Matthew Biggs offers five tips on what to do in the greenhouse to make sure you're ready for the winter.
Sowing while it is hot
While it is still warm and sunny, sow trays, pots or old bags growing in your greenhouse with crops "cut and come back" that you can harvest during the fall and winter. If you are looking for ideas inspired by the species, try the watercress, the leaves of oriental salad such as pak choi, mizuna and mibuna. Or stick to the classic varieties of lettuce, such as "valdor", chicory and radishes.
Flowers out of season
By providing extra heat, plants that are normally dormant during the early fall and winter months can be "woken up early" and appear to be better than many months compared to those naturally cultivated in the open.
Some, like hyacinths, are often available as "prepared" bulbs, which means they have been treated to simulate an artificial winter and will then sprout as they are planted. Buy quality bulbs in the fall and plant them closely in pots using the potting soil without peat and store them fresh and deep under the greenhouse bench until the leaves are 5 cm long.
Put in order
Along with spring, autumn offers a natural opportunity to do some essential greenhouse cleaning. Try to clean up both the inside and outside of your greenhouse on a hot, dry autumn day. Clean the windows of your greenhouse, paying attention to the individual frames.
Remove the moss from the overlapping panes with an old kitchen knife or a plant label.
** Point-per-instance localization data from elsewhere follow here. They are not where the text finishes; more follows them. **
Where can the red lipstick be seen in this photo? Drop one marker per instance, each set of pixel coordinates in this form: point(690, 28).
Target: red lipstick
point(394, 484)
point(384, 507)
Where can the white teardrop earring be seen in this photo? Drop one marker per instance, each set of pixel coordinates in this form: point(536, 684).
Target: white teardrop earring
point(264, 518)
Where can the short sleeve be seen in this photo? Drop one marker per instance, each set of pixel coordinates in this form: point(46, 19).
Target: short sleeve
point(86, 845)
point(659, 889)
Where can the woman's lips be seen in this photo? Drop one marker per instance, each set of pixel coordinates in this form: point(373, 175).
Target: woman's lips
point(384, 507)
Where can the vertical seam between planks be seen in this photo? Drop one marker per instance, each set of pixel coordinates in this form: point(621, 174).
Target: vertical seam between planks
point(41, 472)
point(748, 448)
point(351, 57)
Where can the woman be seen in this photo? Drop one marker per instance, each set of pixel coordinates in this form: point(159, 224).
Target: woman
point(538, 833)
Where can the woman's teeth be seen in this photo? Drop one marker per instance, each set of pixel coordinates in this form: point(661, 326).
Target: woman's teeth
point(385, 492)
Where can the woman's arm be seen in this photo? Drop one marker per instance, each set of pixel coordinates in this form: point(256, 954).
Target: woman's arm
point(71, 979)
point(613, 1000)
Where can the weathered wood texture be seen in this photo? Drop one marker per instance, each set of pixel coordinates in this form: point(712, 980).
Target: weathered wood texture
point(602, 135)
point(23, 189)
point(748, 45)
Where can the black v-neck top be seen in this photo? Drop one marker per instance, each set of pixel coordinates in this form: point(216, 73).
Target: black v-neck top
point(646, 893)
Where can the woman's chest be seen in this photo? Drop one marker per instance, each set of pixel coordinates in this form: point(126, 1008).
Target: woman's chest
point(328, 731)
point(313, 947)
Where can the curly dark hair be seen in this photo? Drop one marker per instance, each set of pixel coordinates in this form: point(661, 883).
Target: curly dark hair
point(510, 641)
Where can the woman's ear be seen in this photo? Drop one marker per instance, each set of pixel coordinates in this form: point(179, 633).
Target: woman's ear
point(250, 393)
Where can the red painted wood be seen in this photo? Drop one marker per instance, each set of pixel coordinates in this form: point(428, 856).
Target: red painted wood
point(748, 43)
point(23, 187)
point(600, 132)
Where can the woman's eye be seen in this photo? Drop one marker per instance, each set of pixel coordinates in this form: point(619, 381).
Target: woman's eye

Use a cleaning product suitable for the specific greenhouse glazing system.
Check the gutter
Check that the gutters are leafless and clean the pipes. Scoop comes out with his hands, wears gloves and pulls debris away with a pipe or watering can.
While protecting and removing delicate plants, clean the floor of your greenhouse and disinfect all counters, shelving and equipment.
Get ready for winter
It weighs if you want to isolate your greenhouse with the bubble wrap during the winter. An important consideration is to maintain a balance between light quantity, heat preservation and ventilation.
Total insulation reduces the amount of light entering the greenhouse and increases the humidity, which can cause disease problems. To minimize this, be sure to remember to drill holes for the fans.
If you live in an area where winters are generally mild, it is worth taking the bet not to isolate at all but to have a heater and protective layers on standby in case of climate change. If the plants need more protection against frost, wrap them individually with the fleece in the greenhouse.